Study lead author Laura Lewis is a biological anthropologist and comparative psychologist at the University of California, Berkeley. She reflected on the cognitive similarities between apes and humans.

“We tend to think about great apes as quite different from ourselves but we have really seen these animals as possessing cognitive mechanisms that are very similar to our own, including memory. And I think that is what’s so exciting about this study,” said Lewis.

The study was inspired by the researchers’ personal experiences with apes, noting their apparent recognition and enthusiastic responses after long absences. 

“You have the impression that apes are responding like they recognize you and that to them you’re really different from the average zoo guest,” said Krupenye. “They’re excited to see you again. So our goal with this study was to ask, empirically, if that’s the case: Do they really have a robust lasting memory for familiar social partners?”

How apes recognize their families

The research involved chimpanzees and bonobos at Edinburgh Zoo in Scotland, Planckendael Zoo in Belgium, and Kumamoto Sanctuary in Japan. 

The apes were shown photographs of former groupmates – including some they had not seen for up to 26 years – alongside images of strangers.

The results were striking. The apes demonstrated a significant preference for looking at former groupmates over strangers, and even more so at friends. 

In a notable instance, bonobo Louise showed a strong bias towards her sister Loretta and nephew Erin, whom she hadn’t seen for over 26 years.

Social memory of apes

These findings suggest that great ape social memory could outlast the majority of their 40 to 60-year lifespan, comparable to human memory, which can persist as long as 48 years after separation. 

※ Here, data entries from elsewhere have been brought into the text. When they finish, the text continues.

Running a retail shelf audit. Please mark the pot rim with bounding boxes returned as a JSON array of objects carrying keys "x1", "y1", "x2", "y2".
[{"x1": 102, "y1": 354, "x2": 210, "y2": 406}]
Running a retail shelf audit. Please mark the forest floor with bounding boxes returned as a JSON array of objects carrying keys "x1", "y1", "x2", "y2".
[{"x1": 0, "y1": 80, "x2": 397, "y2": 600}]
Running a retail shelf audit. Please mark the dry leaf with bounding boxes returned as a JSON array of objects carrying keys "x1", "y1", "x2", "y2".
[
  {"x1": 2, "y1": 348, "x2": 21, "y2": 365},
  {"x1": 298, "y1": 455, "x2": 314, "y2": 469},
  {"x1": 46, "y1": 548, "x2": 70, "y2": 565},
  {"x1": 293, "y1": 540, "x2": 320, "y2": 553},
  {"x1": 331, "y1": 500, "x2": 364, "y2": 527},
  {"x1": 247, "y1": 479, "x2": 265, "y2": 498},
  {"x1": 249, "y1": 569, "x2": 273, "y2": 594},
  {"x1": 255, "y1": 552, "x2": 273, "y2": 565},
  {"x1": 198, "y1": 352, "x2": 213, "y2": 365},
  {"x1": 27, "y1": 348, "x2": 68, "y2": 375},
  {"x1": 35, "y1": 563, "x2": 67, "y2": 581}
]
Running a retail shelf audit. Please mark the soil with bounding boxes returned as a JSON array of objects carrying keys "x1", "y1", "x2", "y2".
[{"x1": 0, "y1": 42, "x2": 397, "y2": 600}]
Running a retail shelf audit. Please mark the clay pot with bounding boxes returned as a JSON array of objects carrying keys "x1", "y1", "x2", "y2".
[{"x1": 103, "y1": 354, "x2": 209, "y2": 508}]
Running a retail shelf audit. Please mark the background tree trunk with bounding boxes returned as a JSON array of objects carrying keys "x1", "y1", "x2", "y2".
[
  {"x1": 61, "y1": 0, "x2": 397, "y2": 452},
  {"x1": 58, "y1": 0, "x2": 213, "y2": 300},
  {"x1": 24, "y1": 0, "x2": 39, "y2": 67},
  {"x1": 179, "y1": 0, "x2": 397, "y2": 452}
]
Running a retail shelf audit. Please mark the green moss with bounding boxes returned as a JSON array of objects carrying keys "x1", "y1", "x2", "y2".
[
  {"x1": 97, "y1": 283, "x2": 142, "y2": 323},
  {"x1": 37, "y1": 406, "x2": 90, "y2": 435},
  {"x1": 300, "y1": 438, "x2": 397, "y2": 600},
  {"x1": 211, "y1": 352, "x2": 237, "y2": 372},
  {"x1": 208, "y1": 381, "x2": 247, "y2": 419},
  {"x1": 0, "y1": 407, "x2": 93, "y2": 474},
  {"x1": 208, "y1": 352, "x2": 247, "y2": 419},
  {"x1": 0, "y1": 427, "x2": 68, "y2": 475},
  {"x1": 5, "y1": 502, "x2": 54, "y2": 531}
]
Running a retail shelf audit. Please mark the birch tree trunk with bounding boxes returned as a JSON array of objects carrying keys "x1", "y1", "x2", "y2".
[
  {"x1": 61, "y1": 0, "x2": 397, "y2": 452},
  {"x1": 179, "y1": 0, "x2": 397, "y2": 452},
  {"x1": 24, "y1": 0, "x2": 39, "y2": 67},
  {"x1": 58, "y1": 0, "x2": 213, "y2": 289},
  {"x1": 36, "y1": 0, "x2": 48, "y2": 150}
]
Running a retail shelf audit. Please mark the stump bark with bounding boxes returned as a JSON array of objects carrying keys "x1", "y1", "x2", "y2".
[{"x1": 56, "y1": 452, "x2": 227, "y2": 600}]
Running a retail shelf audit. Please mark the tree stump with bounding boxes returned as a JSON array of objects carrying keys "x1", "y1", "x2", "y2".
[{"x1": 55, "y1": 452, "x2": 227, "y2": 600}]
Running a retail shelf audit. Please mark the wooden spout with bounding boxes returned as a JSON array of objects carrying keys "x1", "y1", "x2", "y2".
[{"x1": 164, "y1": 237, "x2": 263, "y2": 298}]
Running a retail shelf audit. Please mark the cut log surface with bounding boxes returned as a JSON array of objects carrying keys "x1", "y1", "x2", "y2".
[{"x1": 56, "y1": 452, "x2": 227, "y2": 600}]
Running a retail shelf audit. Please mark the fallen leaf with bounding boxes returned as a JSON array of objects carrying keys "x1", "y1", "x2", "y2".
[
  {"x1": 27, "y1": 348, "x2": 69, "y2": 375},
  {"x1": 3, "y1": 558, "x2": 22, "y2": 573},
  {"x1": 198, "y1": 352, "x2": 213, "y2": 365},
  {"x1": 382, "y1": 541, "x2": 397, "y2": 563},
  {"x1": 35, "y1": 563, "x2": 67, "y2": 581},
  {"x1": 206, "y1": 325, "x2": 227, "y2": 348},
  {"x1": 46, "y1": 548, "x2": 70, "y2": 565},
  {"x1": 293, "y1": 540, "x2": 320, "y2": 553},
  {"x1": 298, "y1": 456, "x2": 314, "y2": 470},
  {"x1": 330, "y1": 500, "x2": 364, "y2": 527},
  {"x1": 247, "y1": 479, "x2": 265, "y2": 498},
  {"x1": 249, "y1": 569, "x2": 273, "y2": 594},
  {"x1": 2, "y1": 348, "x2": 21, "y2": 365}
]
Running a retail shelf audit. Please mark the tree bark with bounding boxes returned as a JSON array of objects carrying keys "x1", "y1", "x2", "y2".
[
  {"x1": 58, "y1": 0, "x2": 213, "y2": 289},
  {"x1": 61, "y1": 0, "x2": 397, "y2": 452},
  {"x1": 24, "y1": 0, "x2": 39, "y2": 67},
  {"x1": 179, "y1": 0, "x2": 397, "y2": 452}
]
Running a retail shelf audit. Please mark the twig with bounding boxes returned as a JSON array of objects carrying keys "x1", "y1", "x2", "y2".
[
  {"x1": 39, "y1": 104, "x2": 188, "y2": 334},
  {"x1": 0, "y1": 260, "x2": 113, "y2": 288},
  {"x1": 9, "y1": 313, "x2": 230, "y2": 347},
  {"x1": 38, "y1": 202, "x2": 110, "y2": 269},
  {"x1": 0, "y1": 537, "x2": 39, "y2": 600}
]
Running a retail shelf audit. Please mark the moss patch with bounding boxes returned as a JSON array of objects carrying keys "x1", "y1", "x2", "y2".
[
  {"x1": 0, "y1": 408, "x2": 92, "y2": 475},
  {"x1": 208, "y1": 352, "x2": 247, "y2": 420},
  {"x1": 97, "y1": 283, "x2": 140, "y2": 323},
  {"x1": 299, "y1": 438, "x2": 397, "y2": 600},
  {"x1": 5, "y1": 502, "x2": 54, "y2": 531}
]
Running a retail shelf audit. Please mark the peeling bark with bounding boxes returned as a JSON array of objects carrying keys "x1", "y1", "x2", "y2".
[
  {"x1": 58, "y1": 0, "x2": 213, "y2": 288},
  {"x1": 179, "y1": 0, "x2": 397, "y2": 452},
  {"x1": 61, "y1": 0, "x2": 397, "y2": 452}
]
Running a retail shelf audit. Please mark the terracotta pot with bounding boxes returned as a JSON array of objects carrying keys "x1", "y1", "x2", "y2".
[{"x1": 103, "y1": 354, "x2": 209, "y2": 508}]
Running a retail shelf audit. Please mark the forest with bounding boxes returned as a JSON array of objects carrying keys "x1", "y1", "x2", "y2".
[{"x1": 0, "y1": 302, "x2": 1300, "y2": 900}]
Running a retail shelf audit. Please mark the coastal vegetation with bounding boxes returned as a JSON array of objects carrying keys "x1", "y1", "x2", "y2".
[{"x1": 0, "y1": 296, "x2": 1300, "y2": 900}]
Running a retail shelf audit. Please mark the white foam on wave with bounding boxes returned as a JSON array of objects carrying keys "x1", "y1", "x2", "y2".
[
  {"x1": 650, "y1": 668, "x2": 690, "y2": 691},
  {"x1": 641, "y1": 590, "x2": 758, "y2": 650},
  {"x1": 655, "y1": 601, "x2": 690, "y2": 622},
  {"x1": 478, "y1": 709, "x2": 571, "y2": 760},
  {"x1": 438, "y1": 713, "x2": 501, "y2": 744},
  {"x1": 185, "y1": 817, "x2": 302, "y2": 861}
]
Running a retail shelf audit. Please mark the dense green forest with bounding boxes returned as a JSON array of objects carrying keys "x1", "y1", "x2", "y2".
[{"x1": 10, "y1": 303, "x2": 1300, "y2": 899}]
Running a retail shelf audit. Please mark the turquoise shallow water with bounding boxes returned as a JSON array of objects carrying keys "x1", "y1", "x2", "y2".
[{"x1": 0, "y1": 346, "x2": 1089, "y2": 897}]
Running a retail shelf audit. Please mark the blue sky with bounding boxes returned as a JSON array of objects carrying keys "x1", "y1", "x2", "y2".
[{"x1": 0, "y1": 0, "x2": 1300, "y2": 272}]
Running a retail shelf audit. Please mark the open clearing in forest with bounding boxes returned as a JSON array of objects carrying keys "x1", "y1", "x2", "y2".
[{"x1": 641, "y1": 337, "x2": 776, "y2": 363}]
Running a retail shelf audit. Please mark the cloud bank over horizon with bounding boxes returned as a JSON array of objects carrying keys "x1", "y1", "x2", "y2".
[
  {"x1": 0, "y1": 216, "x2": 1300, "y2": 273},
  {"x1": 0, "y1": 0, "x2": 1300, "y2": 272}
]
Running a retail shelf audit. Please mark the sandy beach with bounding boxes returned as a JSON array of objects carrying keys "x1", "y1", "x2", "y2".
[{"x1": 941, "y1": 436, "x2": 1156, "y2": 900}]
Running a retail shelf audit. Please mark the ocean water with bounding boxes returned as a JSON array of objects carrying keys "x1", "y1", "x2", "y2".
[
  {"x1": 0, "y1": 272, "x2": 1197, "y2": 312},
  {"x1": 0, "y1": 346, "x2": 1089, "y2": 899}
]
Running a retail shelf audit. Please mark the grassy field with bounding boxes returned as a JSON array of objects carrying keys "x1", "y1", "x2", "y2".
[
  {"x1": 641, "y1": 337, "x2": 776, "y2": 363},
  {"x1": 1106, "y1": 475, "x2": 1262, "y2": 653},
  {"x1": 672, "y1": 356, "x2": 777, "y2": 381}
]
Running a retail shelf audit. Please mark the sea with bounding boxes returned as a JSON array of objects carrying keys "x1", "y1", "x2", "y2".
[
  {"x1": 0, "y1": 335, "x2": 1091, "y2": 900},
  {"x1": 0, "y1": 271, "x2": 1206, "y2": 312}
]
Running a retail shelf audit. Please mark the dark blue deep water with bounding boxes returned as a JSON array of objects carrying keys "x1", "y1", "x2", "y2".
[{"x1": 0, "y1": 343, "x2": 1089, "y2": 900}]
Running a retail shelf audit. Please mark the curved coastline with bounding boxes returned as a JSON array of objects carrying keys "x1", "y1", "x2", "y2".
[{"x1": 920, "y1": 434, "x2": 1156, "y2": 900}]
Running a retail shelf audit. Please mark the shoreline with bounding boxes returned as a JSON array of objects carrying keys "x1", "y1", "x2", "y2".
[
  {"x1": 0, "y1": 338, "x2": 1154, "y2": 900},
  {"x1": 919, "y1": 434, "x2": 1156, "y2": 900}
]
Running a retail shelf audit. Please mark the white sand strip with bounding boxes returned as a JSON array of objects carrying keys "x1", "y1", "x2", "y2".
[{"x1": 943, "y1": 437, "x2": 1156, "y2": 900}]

This longevity in memory might have been present in our common evolutionary ancestors and could have played a crucial role in the development of human culture, including maintaining long-term intergroup relationships.

The idea that apes remember information about the quality of their relationships, years beyond any potential functionality, is another novel and human-like finding of the work, said Krupenye.

“This pattern of social relationships shaping long-term memory in chimpanzees and bonobos is similar to what we see in humans, that our own social relationships also seem to shape our long-term memory of individuals,” said Lewis.

Study implications

The research raises intriguing questions about the emotional depth of apes. Do they miss their friends and family members they no longer see? 

“The idea that they do remember others and therefore they may miss these individuals is really a powerful cognitive mechanism and something that’s been thought of as uniquely human,” said Lewis. “Our study doesn’t determine they are doing this, but it raises questions about the possibility that they may have the ability to do so.”

The team hopes the findings will improve our understanding of great apes while shedding new light on how deeply they could be affected when poaching and deforestation separate them from their groupmates.

“This work clearly shows how fundamental and long lasting these relationships are. Disruption to those relationships is likely very damaging,” said Krupenye.

Looking ahead, the research team aims to investigate whether this remarkable social memory is unique to great apes or shared by other primates. They also plan to explore the richness of ape memories, probing whether they can remember experiences as vividly as they remember individuals.

The study is published in the journal Proceedings of the National Academy of Sciences.